Лицо и руки охватила прохлада; жар опал, боль обожженной кожи на миг притупилась, потом вновь вспыхнула от соли в воде. Погрузившись с головой, Эймунд рванулся к поверхности… Но едва сумел сделать один вдох, высунув на миг лицо из-под воды.
Всем телом владела мучительная боль и тяжесть. Вода снова сомкнулась над лицом, едва дав ему глотнуть пахнущего отвратным дымом воздуха.

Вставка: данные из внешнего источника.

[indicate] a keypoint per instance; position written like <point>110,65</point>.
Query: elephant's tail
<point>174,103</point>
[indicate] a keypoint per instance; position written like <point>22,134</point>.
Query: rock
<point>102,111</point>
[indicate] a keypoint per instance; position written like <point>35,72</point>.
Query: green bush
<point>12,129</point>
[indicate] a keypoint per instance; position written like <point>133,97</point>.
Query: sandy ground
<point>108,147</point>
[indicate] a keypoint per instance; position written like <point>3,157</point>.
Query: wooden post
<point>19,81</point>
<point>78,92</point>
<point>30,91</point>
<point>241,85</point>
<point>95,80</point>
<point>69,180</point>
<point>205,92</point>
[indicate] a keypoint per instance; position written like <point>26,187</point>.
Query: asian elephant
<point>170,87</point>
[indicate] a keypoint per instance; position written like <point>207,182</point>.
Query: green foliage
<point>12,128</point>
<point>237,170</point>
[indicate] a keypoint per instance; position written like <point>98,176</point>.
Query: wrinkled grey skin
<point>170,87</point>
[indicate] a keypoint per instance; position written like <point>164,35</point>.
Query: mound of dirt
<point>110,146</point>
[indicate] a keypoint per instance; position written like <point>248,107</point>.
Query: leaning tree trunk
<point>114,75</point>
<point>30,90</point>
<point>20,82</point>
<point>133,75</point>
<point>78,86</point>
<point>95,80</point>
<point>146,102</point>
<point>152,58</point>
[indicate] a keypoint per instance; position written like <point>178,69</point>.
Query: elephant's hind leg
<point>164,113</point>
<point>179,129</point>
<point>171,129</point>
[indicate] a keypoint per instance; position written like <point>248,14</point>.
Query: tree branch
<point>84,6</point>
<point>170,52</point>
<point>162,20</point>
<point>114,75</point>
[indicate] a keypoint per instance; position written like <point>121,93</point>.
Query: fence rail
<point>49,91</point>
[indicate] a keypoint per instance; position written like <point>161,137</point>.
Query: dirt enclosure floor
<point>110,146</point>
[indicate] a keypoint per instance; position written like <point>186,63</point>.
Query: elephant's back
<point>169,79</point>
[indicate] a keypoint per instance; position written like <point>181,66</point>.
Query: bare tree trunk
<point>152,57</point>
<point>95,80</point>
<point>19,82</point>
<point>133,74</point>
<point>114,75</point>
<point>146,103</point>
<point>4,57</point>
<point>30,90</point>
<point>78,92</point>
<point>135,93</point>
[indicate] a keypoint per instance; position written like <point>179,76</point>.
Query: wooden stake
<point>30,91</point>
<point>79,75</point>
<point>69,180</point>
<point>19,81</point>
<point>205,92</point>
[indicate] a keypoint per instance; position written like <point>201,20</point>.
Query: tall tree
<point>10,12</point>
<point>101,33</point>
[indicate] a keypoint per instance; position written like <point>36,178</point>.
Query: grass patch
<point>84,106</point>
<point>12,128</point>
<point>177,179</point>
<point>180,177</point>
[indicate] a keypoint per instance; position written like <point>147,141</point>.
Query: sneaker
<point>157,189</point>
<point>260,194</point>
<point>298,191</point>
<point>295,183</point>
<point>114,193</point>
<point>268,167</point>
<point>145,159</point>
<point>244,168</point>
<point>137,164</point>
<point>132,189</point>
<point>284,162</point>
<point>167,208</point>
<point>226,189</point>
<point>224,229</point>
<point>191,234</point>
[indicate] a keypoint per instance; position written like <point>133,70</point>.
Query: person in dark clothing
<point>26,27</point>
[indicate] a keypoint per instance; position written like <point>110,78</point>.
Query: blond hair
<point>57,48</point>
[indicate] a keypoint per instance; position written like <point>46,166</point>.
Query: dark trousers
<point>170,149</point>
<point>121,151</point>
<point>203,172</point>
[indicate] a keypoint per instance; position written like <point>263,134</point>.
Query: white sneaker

Мелькнуло короткое воспоминание: пять гребков. В Киеве он однажды слышал разговор в княжьей гриднице: дескать, можно ли плавать в кольчуге или это басни? Мистина тогда сказал, что в кольчуге можно сделать пять гребков, а потом руки опускаются, и все… И сейчас Эймунд отметил – пять гребков у него есть… Ну, не пять, он еще не так силен, как те, кому это удавалось… Ну, три… Два… Ухватиться за что-нибудь…
Но руки не поднялись даже один раз, на плечах будто лежали камни. Теперь его жгло снаружи и изнутри; увлекаемый в глубину тяжестью кольчуги, Эймунд отчаянно мотнул головой кверху, надеясь на еще один, последний, мелкий глоток – но не смог поднять лицо над поверхностью взбаламученных волн. В раскрытый рот хлынула вода.
И свет начал стремительно уходить вверх; Эймунд еще не понимал, что идет на дно, лишь отчетливо ощущал громадный вес собственного тела и решительную невозможность подняться. С каждым мгновением давящий гнет усиливался; перед глазами наплывали друг на друга тьма и пламень…
Среди тяжести и боли мелькнула удивительно отчетливая мысль: конец. Не было такой силы, которая могла бы одолеть эту тяжесть и вновь поднять его к свету.
И мир погас.
Бездыханное тело с раскинутыми руками, влекомое вниз тяжестью дорогостоящего и искусно обработанного железа, продолжало погружаться. Глубинное течение подхватило его и понесло назад, в море…
А над ним, на поверхности воды, горели лодьи, горела сама вода широкими чадящими пятнами. Пылающие факелами люди прыгали и прыгали в волны; стрелы с хеландий догоняли их и вонзались в плечи и спины.